Later in his concurring opinion, Gonzales refers to, and criticizes, the dissenting opinion by Justice Hecht. He never mentions Justice Owen’s dissent.
Justice Hecht’s dissent bitterly criticizes the majority’s decision, and takes a shot at Gonzales specifically. Hecht argues, based on the Texas statute’s legislative history, that bypass exceptions were intended to be “rare.” Gonzales’ comments were obviously intended to apply to Hecht.

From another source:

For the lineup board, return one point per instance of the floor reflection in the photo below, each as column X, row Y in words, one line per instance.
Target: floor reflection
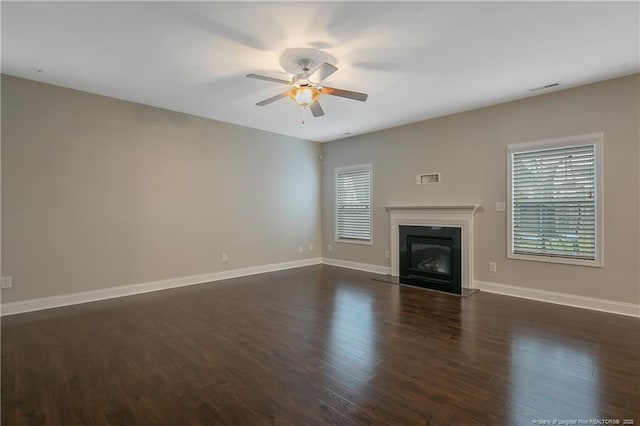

Justice Abbott’s dissent also was based on his disagreement with the majority’s interpretation of Texas’ Parental Notification Act. He, too, wrote that the intent of the Legislature was to make bypasses “rare.” He also addressed at length the standard of proof that, under the statute, should be applied to the necessarily ex parte testimony of a minor seeking to bypass parental notification. So his dissent, too, falls within the scope of Gonzales’ criticism.
Justice Owen’s dissent was quite different. What she objected to was the majority’s failure to follow the elementary rules of appellate practice. Appellate courts do not conduct de novo fact finding. They accept the facts as found by the trial court, assuming that there is evidence in the record to support them. Owen’s complaint was that the majority disregarded the trial court’s express and implied findings of fact, even though those findings were supported in the record. She wrote:

The question in this case is not whether the Court would have ruled differently when confronted with all the evidence that the trial court heard. The question is whether legally sufficient evidence supports the trial court’s judgment. The answer to this latter question is yes. Longstanding principles of appellate review and our Texas Constitution do not permit this Court to substitute its judgment for that of the trial court or to ignore the evidence, as it has done.

Justice Owen’s dissent also criticized what she considered the undue and unnecessary haste with which the Supreme Court acted. However, unlike Justices Hecht and Abbott, Owen did not address issues of statutory interpretation, and said nothing about bypasses being “rare” or about the burden of proof to which they are subject. Thus, on its face, Gonzales’ criticism of “judicial activism” did not apply to Owen’s dissent.
More importantly, no one trained in the law would argue that the principles relied on by Justice Owen constitute “judicial activism.” On the contrary, showing appropriate deference to the fact findings done by the trial court is fundamental to the appellate process and is a basic component of judicial restraint, not judicial activism. It is deeply ironic that the one case relied on by Justice Owen’s critics for the proposition that she is an “activist” is a case in which she voted to affirm the trial court and the Texas Court of Appeals, and deferred to the fact findings made by the trial court.
The Jane Doe case is an interesting one. Feelings were obviously running high on the court, and all of the opinions, on both sides of the issue, are sharply worded. Reading between the lines, the case shows, I think, how difficult it is for an appellate process to play out and for proper deliberation to be given, when only a matter of days are available in which to make a decision. And the dissents, including Justice Owen’s, do seem to have the better of the argument.
But I do not believe that any fair-minded lawyer, of any political persuasion, could read the opinions in the Jane Doe case, and find anything that would raise the slightest doubt about Justice Owen’s fitness as an appellate judge. On the contrary, she appears to have discharged her duty in that case commendably, and to have been a model of judicial restraint.